Au cours des siècles, les Iles Belcher, où se trouve la communauté de Sanikiluaq, ont été occupées autant par les peuples de Dorset que de Thulé. La proximité des Iles Belcher et de la côte nordique du Québec a favorisé la migration et les déplacements entre les deux endroits. Le premier contact européen répertorié remonte à 1610 quand l’explorateur anglais Henry Hudson (d’après qui on nomma la baie d’Hudson) a repéré les iles lors de son malheureux voyage d'exploration. Toutefois, bien que Thomas Wiegand, un employé de la Compagnie de la Baie d'Hudson, ait visité les iles dans les années 1840, il n’existe aucune preuve d'un quelconque hivernage par des Européens dans cette région jusqu'à l'arrivée de Robert Flaherty, en 1914. La Compagnie de la Baie d'Hudson y a ouvert un comptoir commercial en 1928, lequel a été déménagé à « Eskimo Harbour » en 1961, année où le gouvernement fédéral a construit une école dans la partie méridionale des iles.

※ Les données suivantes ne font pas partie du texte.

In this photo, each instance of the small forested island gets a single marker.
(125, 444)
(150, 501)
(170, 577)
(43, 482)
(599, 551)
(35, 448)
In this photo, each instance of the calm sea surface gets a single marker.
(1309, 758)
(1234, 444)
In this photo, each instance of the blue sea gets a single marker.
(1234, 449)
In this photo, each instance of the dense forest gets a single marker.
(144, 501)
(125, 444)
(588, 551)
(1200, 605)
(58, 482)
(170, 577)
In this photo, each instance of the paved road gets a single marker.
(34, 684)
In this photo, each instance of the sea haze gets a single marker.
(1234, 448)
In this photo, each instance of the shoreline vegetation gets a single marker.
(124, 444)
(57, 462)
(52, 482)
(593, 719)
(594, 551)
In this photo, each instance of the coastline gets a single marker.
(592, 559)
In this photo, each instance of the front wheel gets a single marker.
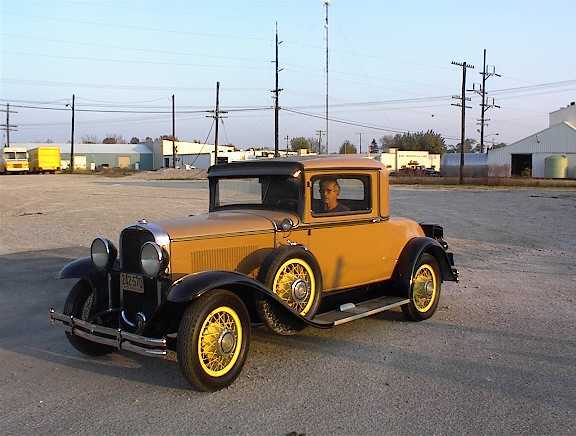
(80, 304)
(424, 292)
(213, 340)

Il a fallu attendre en 1974 pour voir la fondation du hameau de Sanikiluaq. Cette décision prise par le gouvernement canadien, qui souhaitait la consolidation des services fédéraux, a entrainé le déplacement des résidents vers un seul emplacement à partir de deux « camps » situés aux extrémités nord et sud des iles. Selon certaines sources, le hameau a été baptisé Sanikiluaq en l'honneur d'un Inuk « légendaire » ayant vécu ici. Nommé Sandy Kiluaq, ce petit garçon adopté est devenu le meilleur chasseur et le meilleur pourvoyeur de la région, ainsi qu'un héros pour sa communauté.

 

Le site Web d'orientation du personnel du gouvernement du Nunavut (GN) offre également une excellente compilation de matériel sur l'histoire générale du Nunavut. Il procure une vue d'ensemble de la culture et de l'histoire des Inuit et de la façon dont les principes culturels inuits (les Inuit Qaujimajatuqangniit – communément nommés IQ Principles en anglais) sont incorporés dans les activités et les services du gouvernement. Nous vous recommandons de consulter ce site lorsque sa restructuration sera terminée.  Pour le moment, vous pourrez sans doute obtenir de l’information à l’adresse suivante : http://www.gov.nu.ca/.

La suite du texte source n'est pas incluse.